Beim schlüsselfertigen Haus wird auch der gesamte Ausbau vom Anbieter durchgeführt. Dabei wird entweder das Haus vom Anbieter vor Ort schlüsselfertig gemacht (Wasser-, Heizungs- und Elektroinstallation etc.) oder weitestgehend vorgefertigt angeliefert. Der Grad der Vorfertigung hängt von den Fähigkeiten, Wünschen und Vermögensverhältnissen der Bauherren ab. Da der Begriff „Schlüsselfertig“ nicht geschützt ist, legt jede Firma die Leistung nach eigenem Ermessen auf, so dass häufig Bodenbeläge sowie Tapeten und Farbarbeiten nicht im Preis enthalten sind.

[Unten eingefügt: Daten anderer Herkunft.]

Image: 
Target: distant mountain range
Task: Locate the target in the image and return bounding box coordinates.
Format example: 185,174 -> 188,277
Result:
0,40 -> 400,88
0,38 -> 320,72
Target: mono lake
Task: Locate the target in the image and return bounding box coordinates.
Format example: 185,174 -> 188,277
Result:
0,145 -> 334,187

Bei manchen Firmen sind Kanal- und Versorgungsanschlüsse nicht berücksichtigt.

Vorteile

Modernes Fertighaus
Umfassend auf Kundenwunsch konfektionierbares Fertighaus

Die Vorteile der Bauweise sind der schnelle Bauverlauf, die Präzision bei der Herstellung und eine bessere Kostenkontrolle. Dadurch, dass das Haus schnell aufgebaut wird, kann nur wenig Feuchtigkeit in den Bau eindringen. Außerdem werden so Lohnkosten gespart, die in Deutschland der wesentliche Kostenfaktor beim Bauen sind.

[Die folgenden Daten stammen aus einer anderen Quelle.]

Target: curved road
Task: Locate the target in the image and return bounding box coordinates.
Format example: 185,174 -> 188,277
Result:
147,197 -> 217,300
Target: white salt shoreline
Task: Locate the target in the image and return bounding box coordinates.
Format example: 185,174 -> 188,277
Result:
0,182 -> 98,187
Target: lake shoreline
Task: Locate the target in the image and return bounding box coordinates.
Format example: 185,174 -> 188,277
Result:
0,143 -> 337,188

Fertighäuser in Holztafelbauweise sind oft preiswerter als Häuser in Massivbauweise. Ein weiterer Vorteil ist die bessere Raumausnutzung durch dünnere Wände als bei einem Massivhaus bei gleicher oder besserer Wärmedämmung.

Nachteile

  • Standardisierte Haustypen bieten weniger Raum für Individualität als ein Architektenentwurf, anderseits sind heute viele Firmen auf dem Markt, die die Häuser nach Kundenwunsch fertigen und somit eine „freie Planung“ ermöglichen. Die notwendige Planung erfolgt in der Regel durch die Fertighausfirma.
  • Bei älteren Haustypen macht sich ein höherer Wertverlust gegenüber konventionellen Häusern bemerkbar. Dies gilt insbesondere für die sogenannten Plattenbauten und für Gebäude aus Holztafelbauweise mit Beplankung aus Flachpressplatten (Spanplatten).
  • Die technische Lebensdauer bei Holzhäusern ist geringer als bei Häusern aus Massivbaustoffen.
  • Holzfertighäuser werden von Gebäudeversicherern in der Feuer- und Leitungswasserversicherung mit einem höheren Risiko bewertet, daher sind gegenüber Häusern aus Massivbaustoffen höhere Versicherungsprämien zu zahlen.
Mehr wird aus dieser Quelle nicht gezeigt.